Of course, now password matching doesn’t work anymore. I don’t have a formal education in cryptography or computer science so I wanted to ask if there’s a secure way to overcome this problem. Somebody I work with suggested a second password field using a loose hashing algorithm which intentionally has lots of collisions, but it seems to me that this would either lead to tons of false positives, or else reduce the search space too much to be secure. My idea was to stick with bcrypt, but store a second password hash which uses a per-site salt and an extremely high iteration count (say 10+ seconds to generate on modern hardware). That way users with the same password would have the same hash, but it couldn’t be easily deduced with a dictionary attack.
I’m just wondering if there’s an obvious problem with this, or if someone more knowledgeable than me has any suggestions for a better way to approach things? It seems to me like it would work, but I’ve learned that there can be a lot of hidden gotchas when it comes to security. 😛 Thanks!
Short Answer
Any algorithm that would allow you to detect whether or not 2 users had the same password would also allow an attacker to detect whether or not 2 users had the same password. This is, effectively, a precomputation attack. Therefore, your problem is not securely solvable.
Example
If I can apply your password transformation algorithm to "password" and quickly tell which users use "password" as their password, then the system is vulnerable to a form of precomputation attack.

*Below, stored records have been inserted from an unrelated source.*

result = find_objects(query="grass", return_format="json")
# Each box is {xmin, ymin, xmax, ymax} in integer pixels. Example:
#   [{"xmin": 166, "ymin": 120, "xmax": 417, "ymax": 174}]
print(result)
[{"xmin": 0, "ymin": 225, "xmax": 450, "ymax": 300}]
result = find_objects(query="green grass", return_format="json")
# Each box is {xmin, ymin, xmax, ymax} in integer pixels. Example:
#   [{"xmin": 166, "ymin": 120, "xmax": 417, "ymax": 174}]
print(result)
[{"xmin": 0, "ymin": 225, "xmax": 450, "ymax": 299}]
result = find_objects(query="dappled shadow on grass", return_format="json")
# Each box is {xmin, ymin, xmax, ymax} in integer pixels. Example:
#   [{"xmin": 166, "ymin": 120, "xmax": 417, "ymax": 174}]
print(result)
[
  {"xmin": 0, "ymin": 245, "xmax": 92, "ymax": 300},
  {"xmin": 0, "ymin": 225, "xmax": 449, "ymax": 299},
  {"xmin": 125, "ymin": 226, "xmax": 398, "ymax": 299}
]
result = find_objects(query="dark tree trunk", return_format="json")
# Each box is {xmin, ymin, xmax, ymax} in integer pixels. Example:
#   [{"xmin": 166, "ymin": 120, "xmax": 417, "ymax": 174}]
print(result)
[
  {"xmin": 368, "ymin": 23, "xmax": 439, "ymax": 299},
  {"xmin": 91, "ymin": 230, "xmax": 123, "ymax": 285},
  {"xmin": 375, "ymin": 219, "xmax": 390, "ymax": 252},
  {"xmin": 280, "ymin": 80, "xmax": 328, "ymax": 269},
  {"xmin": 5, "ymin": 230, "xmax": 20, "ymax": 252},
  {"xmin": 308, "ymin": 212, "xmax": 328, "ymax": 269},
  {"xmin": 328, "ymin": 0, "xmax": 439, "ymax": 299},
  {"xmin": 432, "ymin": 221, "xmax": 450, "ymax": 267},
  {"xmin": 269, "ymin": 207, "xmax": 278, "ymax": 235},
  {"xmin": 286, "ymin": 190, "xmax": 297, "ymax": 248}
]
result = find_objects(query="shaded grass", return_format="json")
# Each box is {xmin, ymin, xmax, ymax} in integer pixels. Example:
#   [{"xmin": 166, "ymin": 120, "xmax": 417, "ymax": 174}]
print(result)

If I must do an expensive calculation to determine the password for each individual user and work spent to calculate User A’s password does not make calculating User B’s password easier, then the system is secure (against these type of attacks).
Further Consideration
Your idea of using a per-site salt with bcrypt and a high iteration count may seem attractive at first, but it just can’t scale. Even at 10 seconds, that’s 6 password guesses per minute, 360 per hour, 8640 per day, or 3M per year (that’s a lot). And that’s just one machine. Throw a botnet of machines at that problem, or some GPU’s and suddenly that number goes through the roof. Just 300 machines/cores/GPU’s could knock out 2.5M guesses in a day.
Because you would be using the same salt for each one, you’re allowing the attacker to crack all of your user’s passwords at once. By sticking with a per-user salt only, the attacker can effectively only attempt to crack a single user’s password at a time.